Well, anyway. Cathey and I wandered around after the coffee shop. We did a little shopping, hit the internet cafe, and decided to go into Tepebasi to see the view of Istanbul at sunset. On our way out, one of the shoeshine kids came up and asked the usual question. I was wearing my leather Rockports, and they were pretty scuffed up, so I said, “Oh, sure.” He sat me down and started, and then it occurred to me that because I hadn’t been paying attention it didn’t occur to me that we should have discussed the price BEFORE I sat down. Soon, there was an entire crowd of shoeshine boys around us, and some of them weren’t little. I recognized that they weren’t speaking Turkish – they weren’t, they were Kurdish, and they apparently have a little racket going on in that part of the city. At the end, I asked how much – dumb move on my part. Of course, I got the enigmatic smile and “Oh, whatever you want to pay.” Except that my initial offer (TL 1 million) was rejected outright with an insulted grunt. No, he was thinking more like 40 million, which is damn near $30. I laughed in his face – maybe not the most diplomatic response, but since he was being an ass, so could I. He then said he was “willing” to go down to 30, but that was really insulting. Cathey at this point had the idea of announcing that she’d go ask at the hotel what this should cost. The kids started to scatter a bit, but then they regrouped – and now I was on my own, and they weren’t being so cute anymore. I handed my guy a 20 million note, and walked away as quickly as possible – only to meet Cathey on the way out of the hotel with the expected news that the appropriate rate for a shoeshine in Istanbul is one million lira.

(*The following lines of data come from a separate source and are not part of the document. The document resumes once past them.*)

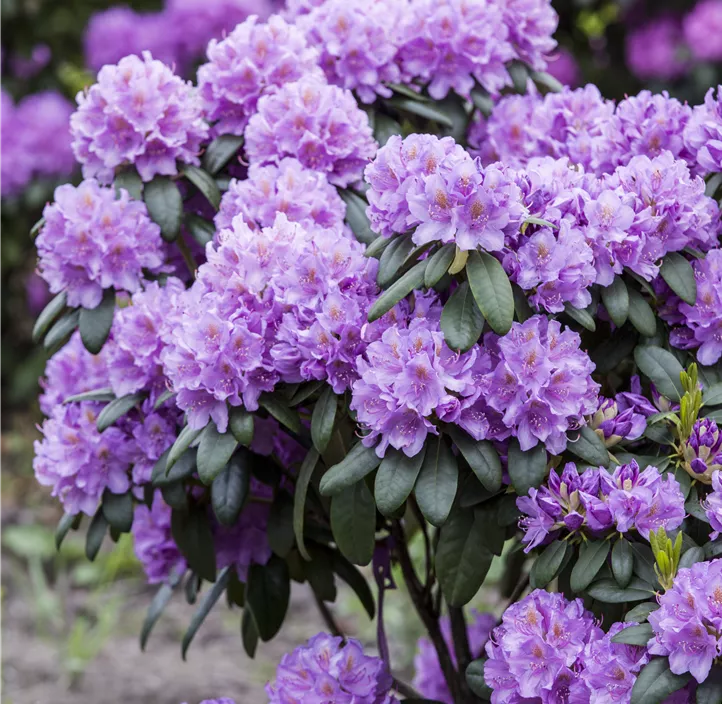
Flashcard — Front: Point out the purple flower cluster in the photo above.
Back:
[516,461,686,552]
[70,52,208,183]
[215,158,346,231]
[484,589,649,704]
[246,75,376,187]
[266,633,398,704]
[647,560,722,682]
[684,86,722,175]
[656,249,722,365]
[0,88,75,198]
[365,135,526,251]
[36,179,163,308]
[163,213,375,431]
[413,611,496,704]
[198,15,321,135]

Tomorrow, Ann, Cathey, and I are off to Bursa for the day. That should fill our day up rather nicely, and then we’re off Tuesday morning. I’m glad not to have been caught up in the hysterics of trying to get everything ready to go by this morning; all the same, I’m glad that my own adventure is wrapping up soon. I’m already thinking about the things I need to do when I get back, and it’s nice that I’ll have a few extra days to take care of things around the house before I have to head up to the Metroplex on Monday. I know it sounds like I’m depressed (mom), but it’s more like a feeling that I’m ready to move forward – it’s been great, folks, but they’re starting to clean the aisles and they’re waiting for us to gather our things and leave.